Mechanism Design governs the design of protocols for problems of allocation-of-goods to strategic (i.e., selfish) agents and has applications in both computer science and economics. Such allocation problems are all around: advertisers compete in an auction through online search engines to post their links beside query responses; Internet traffic competes for router access; elementary students compete for a limited number of openings in an elite magnet school. These processes can aim to achieve different objectives: search engines want to maximize revenue from ad sales; the Internet wants to minimize the total communication delays of all users; school districts want to respect fairness in school assignments.
Historically, research in mechanism design focuses almost exclusively on mechanisms that are simple for the agents, requiring that it is in each agent's best interest to truthfully reveal its preference. Such mechanisms are known as revelation mechanisms. The mechanisms that result often both have complex rules and are dependent on detailed assumptions about the environment. This project develops the theory for design and analysis of non-revelation mechanisms, which may require strategic optimization by the agents, but are simple and robust. Broader impacts of this project include contribution to the economics literature, development of theory that informs the design of mechanisms in industry, and the training of undergraduates and Ph.D. students who will use the developed skills in software development jobs and research.
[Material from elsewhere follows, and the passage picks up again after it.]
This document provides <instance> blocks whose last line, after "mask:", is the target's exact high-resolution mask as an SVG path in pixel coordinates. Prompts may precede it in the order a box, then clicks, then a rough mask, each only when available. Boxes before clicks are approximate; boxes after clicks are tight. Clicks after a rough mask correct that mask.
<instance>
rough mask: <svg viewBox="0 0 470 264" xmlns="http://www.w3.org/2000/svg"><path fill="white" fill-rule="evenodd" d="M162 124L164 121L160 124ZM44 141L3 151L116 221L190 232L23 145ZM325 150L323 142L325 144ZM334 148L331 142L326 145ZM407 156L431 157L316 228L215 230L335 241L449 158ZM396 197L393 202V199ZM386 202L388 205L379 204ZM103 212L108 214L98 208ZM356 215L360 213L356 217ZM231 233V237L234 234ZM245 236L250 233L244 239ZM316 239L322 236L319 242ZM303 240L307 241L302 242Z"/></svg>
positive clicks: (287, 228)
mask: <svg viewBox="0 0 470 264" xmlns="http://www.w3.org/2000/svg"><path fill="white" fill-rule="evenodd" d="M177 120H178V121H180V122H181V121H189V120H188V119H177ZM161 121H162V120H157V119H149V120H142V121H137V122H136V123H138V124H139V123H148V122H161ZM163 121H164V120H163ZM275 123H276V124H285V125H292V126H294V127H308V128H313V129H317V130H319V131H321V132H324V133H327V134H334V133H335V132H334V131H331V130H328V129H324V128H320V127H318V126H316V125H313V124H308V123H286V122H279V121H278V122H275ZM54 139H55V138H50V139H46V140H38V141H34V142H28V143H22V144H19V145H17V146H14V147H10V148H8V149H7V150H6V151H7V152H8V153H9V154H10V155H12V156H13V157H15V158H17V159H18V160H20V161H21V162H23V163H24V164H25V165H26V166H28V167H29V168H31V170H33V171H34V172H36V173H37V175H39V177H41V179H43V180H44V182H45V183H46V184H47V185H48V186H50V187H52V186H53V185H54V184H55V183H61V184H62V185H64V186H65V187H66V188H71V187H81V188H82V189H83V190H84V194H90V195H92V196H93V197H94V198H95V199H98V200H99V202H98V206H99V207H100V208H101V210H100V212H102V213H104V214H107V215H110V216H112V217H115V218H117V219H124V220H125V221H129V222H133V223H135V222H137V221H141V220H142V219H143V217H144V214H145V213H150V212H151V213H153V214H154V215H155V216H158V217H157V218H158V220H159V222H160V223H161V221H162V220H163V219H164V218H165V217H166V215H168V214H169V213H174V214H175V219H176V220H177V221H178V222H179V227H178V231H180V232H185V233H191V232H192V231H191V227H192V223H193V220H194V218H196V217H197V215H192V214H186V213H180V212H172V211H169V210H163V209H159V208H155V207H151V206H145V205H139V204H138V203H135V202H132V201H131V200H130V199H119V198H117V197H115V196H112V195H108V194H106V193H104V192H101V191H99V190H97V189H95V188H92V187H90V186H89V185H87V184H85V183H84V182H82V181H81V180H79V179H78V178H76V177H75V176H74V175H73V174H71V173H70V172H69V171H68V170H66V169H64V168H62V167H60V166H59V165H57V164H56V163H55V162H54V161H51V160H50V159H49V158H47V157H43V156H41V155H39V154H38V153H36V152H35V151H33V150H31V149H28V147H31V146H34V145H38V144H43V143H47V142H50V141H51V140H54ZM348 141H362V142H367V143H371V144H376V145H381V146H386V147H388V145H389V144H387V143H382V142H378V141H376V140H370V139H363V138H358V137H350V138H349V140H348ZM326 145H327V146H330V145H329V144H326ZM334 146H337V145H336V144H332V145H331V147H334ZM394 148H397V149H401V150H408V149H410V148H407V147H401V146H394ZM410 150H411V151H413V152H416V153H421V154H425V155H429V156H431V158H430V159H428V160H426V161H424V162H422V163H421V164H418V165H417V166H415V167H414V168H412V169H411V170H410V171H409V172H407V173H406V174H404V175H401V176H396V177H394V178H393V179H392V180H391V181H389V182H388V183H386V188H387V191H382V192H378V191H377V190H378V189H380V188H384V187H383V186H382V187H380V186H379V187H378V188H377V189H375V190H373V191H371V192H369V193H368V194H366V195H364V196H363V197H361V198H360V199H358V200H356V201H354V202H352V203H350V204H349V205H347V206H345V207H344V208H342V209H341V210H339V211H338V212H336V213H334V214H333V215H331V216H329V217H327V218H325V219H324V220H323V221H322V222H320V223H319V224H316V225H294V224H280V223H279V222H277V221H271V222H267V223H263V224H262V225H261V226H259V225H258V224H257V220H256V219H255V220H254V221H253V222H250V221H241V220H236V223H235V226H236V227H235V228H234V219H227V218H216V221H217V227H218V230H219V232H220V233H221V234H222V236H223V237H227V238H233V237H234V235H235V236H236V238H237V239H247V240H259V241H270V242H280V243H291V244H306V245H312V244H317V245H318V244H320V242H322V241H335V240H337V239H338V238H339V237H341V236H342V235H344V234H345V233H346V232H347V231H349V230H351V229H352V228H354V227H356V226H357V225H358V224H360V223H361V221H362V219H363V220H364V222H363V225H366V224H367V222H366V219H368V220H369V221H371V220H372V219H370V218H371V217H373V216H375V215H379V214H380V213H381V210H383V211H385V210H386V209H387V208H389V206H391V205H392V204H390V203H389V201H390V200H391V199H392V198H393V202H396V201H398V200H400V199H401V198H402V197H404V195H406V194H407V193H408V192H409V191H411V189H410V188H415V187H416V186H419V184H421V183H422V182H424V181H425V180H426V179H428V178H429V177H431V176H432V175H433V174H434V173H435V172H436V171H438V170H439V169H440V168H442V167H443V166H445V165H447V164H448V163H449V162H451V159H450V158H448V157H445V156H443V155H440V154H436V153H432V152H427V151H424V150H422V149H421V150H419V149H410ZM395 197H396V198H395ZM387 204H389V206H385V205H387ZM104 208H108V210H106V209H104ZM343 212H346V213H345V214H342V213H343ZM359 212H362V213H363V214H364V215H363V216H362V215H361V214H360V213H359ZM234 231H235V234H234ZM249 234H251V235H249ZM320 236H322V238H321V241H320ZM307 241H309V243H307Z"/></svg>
This project will address a number of foundational questions in non-revelation mechanism design. First, simple non-revelation mechanisms may have parameters that need to be tuned to the environment and this environment may not be stationary. For example, both supply and demand may be evolving. A goal of the project is to understand families of mechanisms that both have good performance and can be tuned directly from historical data from the mechanism, and to identify statistically efficient procedures for performing this tuning.
Second, an especially robust criterion for design is that the mechanism perform well under any environmental conditions; i.e., without any parameterization. The project will investigate the design of robust non-revelation mechanisms and quantify the extent to which robust guarantees for non-revelation mechanisms may be better than the best robust guarantees possible for revelation mechanisms.
Third, in non-revelation mechanisms, where truthful revelation is not an agent's best response, agents will need to take actions strategically. Agents may find strategically good actions may only come after some trial and error, e.g., via learning algorithms. When all agents are behaving thus, the resulting actions will be correlated. The project aims to study the performance of mechanisms under such natural dynamics and their convergence properties.